However, the method of applying a DC voltage of the opposite polarity as described above is a method which is very effective in speeding up the removal of residual charges if the neutralization point of the charges can be accurately determined. However, it is difficult to actually make this determination within a range that does not hinder the attachment / detachment of the wafer. In many cases, charges of the opposite polarity are induced on the wafer, and the wafer is again attracted. In addition, since the neutralization rate of the residual charge also depends on the physical properties of the wafer and the surface state of the suction surface, there is a limit in determining the reverse potential application time by measuring the application time.

To solve this problem, for example, Japanese Unexamined Patent Publication No. 4-162443 discloses an electrode connected to a constant voltage power supply to which a voltage of a predetermined potential is applied, and an electrode connected to a constant current power supply having a voltage of an opposite potential.
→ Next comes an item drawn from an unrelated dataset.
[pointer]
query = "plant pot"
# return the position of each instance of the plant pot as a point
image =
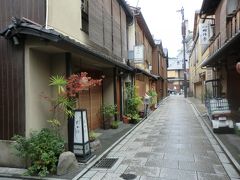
(125, 119)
There is disclosed an electrostatic chuck device that includes an electrode to be applied and monitors a process of decreasing a voltage (proportional to a residual charge) between the two electrodes to detect a decrease in an attraction force. However, complication of the device configuration and control is inevitable.

Further, in the plasma CVD, the applicant of the present application has found experimentally that when the polarity of the voltage applied to the monopolar electrostatic chuck is switched immediately after film formation and the residual charge removal plasma is irradiated, the plasma is irradiated. The particle level on the wafer deteriorates over time. One of the causes is that the reaction product particles of the plasma floating near the wafer due to the effect of the Coulomb force of the electrostatic chuck during the film formation or the reaction product particles peeled off from the inner wall surface of the chamber cause the applied voltage to decrease. It is conceivable that the film is attracted to the surface of the wafer as the polarity is reversed.

As described above, there is a great possibility that application of a voltage having the opposite polarity causes a new problem.

Further, it has been pointed out that radicals are generated from the residual processing gas used in the plasma treatment before removing residual charges, and the radicals deteriorate the anisotropic shape of the pattern already formed. I have. This is related to the fact that the normal residual charge removal process does not apply a substrate bias, and is performed under conditions where a radical reaction prevails.

For example, if a residual hole is removed using O ₂ plasma after opening a contact hole in the SiO ₂ interlayer insulating film using a fluorocarbon-based gas, the decomposition of the residual fluorocarbon-based gas is promoted by O ₂ ,
It is known that a large amount of generated F ^* deteriorates the anisotropic shape of the contact hole.

A similar problem occurs in the etching of the lower resist layer in the three-layer resist process. That is, if the O ₂ gas used for etching is also used for removing residual charges as it is, the generated O ^* deteriorates the anisotropic shape of the lower resist pattern. Therefore, the present invention is to remove the residual charge of a monopolar electrostatic chuck in a short time without deteriorating the anisotropic shape without applying a reverse polarity voltage and without modifying an existing device. It is an object of the present invention to provide a plasma processing method capable of performing the following.

[0012]

A plasma processing method according to the present invention is proposed to achieve the above-mentioned object, and independently controls ion density and ion incident energy.
A first step of adsorbing a substrate on a substrate stage having a monopolar electrostatic chuck in a plasma chamber of a possible plasma processing apparatus and performing predetermined plasma processing on the substrate using plasma of a processing gas; Stopping applying a DC voltage to the monopolar electrostatic chuck, generating a plasma of a residual charge removing gas in the chamber, and generating a self-bias on the substrate stage. And a second step of removing the residual charges.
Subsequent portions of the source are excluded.